One of the most recent phishing scams that allegedly target employees is the impersonation of Microsoft Office 365 emails. The phishing emails are addressed to all employees working in their targeted organisation. The email contains concealed messages of automated SharePoint notifications in an attempt to steal their information or accounts. The message is short and prompt, and suspiciously uses the company or organisation’s name multiple times within the content of the email, together with an embedded link that would redirect to a submission form where victims are asked to input their credentials. This malicious scam could potentially hurt the entire company if just one employee was tricked by the phishing email . Their credentials could further compromise the company’s system, and their personal information could also be used for identity fraud.
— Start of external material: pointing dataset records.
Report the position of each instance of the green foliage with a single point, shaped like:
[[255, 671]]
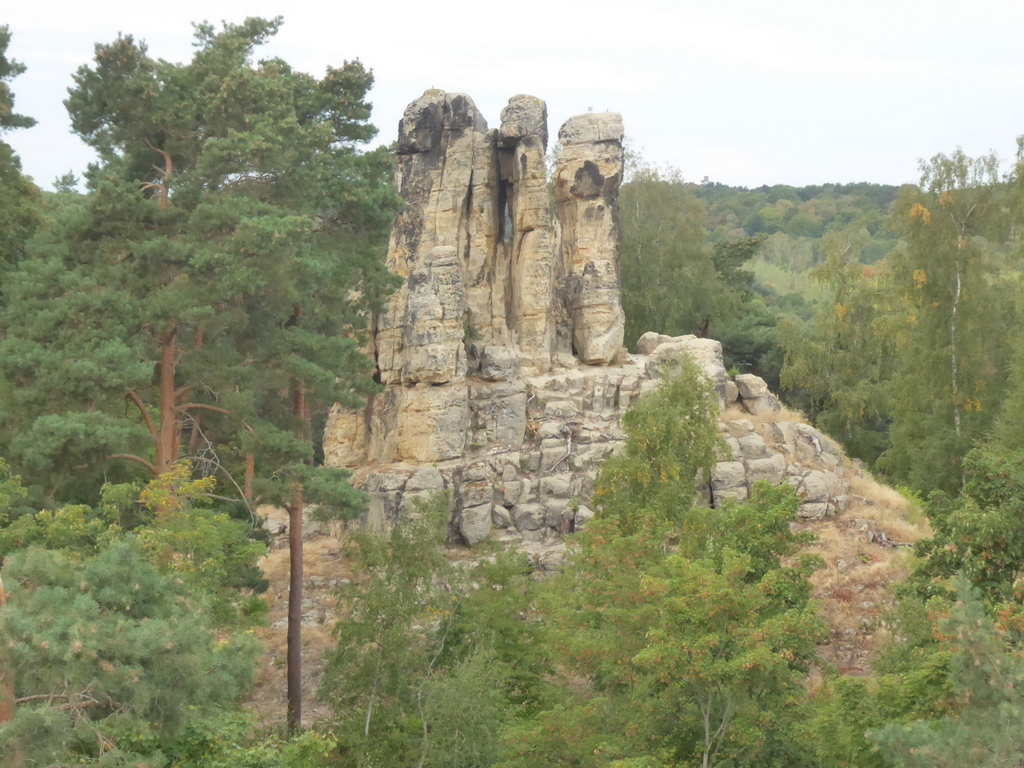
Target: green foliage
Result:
[[231, 739], [680, 653], [987, 681], [946, 391], [111, 657], [410, 681], [980, 532], [671, 437], [678, 635], [839, 366], [664, 252], [208, 296], [19, 211]]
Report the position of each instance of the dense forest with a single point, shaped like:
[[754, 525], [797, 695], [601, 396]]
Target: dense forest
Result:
[[172, 338]]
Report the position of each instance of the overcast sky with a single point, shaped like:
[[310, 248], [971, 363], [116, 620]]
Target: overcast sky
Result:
[[742, 91]]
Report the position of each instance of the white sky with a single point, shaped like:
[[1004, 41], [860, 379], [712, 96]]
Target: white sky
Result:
[[743, 91]]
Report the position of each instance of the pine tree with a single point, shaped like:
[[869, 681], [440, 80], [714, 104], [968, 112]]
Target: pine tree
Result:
[[209, 297]]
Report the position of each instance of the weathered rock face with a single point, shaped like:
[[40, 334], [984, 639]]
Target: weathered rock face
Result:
[[589, 172], [505, 381], [494, 287]]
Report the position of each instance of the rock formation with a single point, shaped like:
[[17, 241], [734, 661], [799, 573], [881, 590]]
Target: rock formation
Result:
[[502, 359]]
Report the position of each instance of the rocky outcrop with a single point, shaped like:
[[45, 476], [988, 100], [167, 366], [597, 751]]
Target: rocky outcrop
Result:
[[500, 281], [505, 379]]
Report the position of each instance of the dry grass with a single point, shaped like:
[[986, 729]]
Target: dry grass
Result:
[[735, 412], [854, 586]]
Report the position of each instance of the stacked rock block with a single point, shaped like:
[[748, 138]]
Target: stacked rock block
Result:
[[505, 380]]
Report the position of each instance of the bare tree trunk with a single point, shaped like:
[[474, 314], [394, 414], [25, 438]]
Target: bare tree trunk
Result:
[[295, 611], [301, 410], [169, 436]]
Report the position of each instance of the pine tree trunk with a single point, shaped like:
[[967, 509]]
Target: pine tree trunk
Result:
[[301, 410], [169, 436], [295, 611], [7, 698]]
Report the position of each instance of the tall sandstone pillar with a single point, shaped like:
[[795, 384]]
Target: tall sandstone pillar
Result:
[[587, 181], [497, 284]]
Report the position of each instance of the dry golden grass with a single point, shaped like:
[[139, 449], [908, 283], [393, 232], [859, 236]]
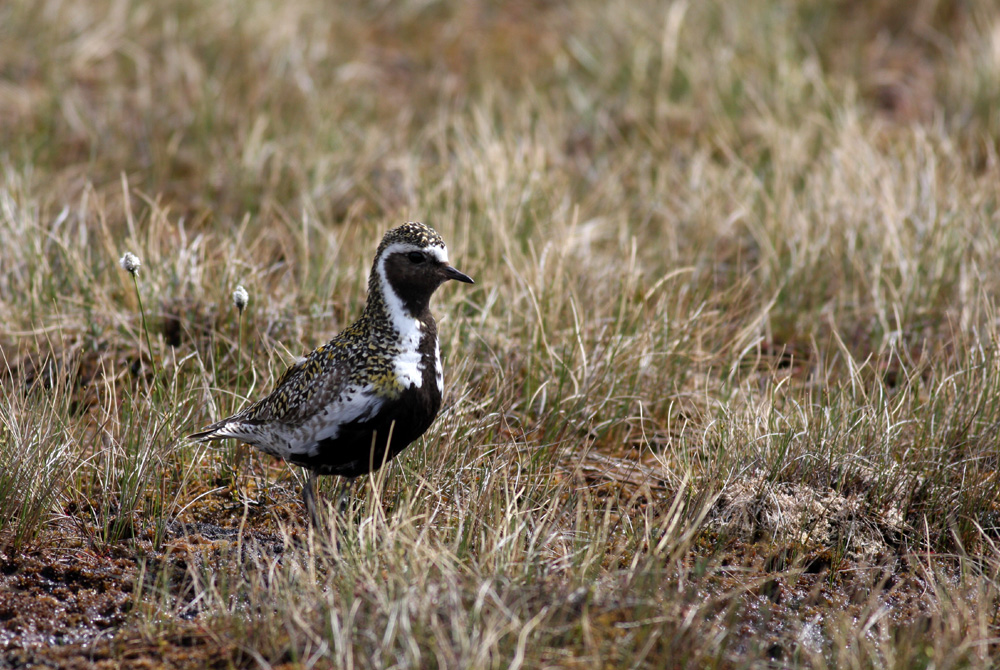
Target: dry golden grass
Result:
[[726, 392]]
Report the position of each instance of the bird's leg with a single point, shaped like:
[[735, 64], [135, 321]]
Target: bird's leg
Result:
[[343, 493], [309, 498]]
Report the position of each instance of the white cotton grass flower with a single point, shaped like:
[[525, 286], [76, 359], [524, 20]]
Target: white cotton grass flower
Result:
[[130, 263], [241, 298]]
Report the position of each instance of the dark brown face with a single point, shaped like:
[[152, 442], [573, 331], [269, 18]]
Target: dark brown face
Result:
[[415, 275]]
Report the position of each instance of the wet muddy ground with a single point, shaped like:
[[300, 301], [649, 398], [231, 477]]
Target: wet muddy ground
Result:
[[72, 604]]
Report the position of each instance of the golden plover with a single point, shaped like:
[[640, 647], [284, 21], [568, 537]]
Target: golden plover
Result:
[[354, 403]]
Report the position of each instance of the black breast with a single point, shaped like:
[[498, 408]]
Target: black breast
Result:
[[363, 446]]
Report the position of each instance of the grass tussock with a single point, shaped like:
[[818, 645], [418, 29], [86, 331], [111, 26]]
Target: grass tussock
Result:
[[726, 392]]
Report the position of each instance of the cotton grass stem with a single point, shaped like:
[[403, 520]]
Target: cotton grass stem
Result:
[[131, 264]]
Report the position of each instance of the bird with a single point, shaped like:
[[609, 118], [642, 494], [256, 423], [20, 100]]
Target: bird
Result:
[[354, 403]]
Protect yourself and your company from such phishing scams with these best practices:
- Do not open suspicious emails or links from pop-up windows. Your email inbox most likely filters spam or junk messages, but some can still go through. Delete any suspicious email immediately. Never click on a link from suspicious emails or pop-up window ads. If you want to ensure the company’s legitimacy or offer, type in the official website’s address or use the official links provided.
- Keep your details secure. Treat your personal information with the utmost care and don’t answer random surveys anywhere. Scammers can use all the information you provide for their malicious intent.
- Be alert in spotting fake emails. Always check the email content for any grammatical or spelling errors or overly official or forced language. You should also verify the legitimacy of the organisation used in the emails. The scammers usually fail to double-check their content, so it’s reasonably easy to spot any mistakes or differences to official email communications from the company. However, some scam emails will have fewer errors, so to be safe do not click links if you’re not sure about the email.
- Update your device’s OS. Ensure that all your devices’ operating systems are up to date, and those security settings are in place.
- Choose passwords carefully. Create a complicated password choice and use multi-factor authentication whenever you sign up for an account.
Ensure that you keep these best practices in mind so you can avoid phishing and other scams. If you or anyone you know got scammed, you can report it to Scamwatch.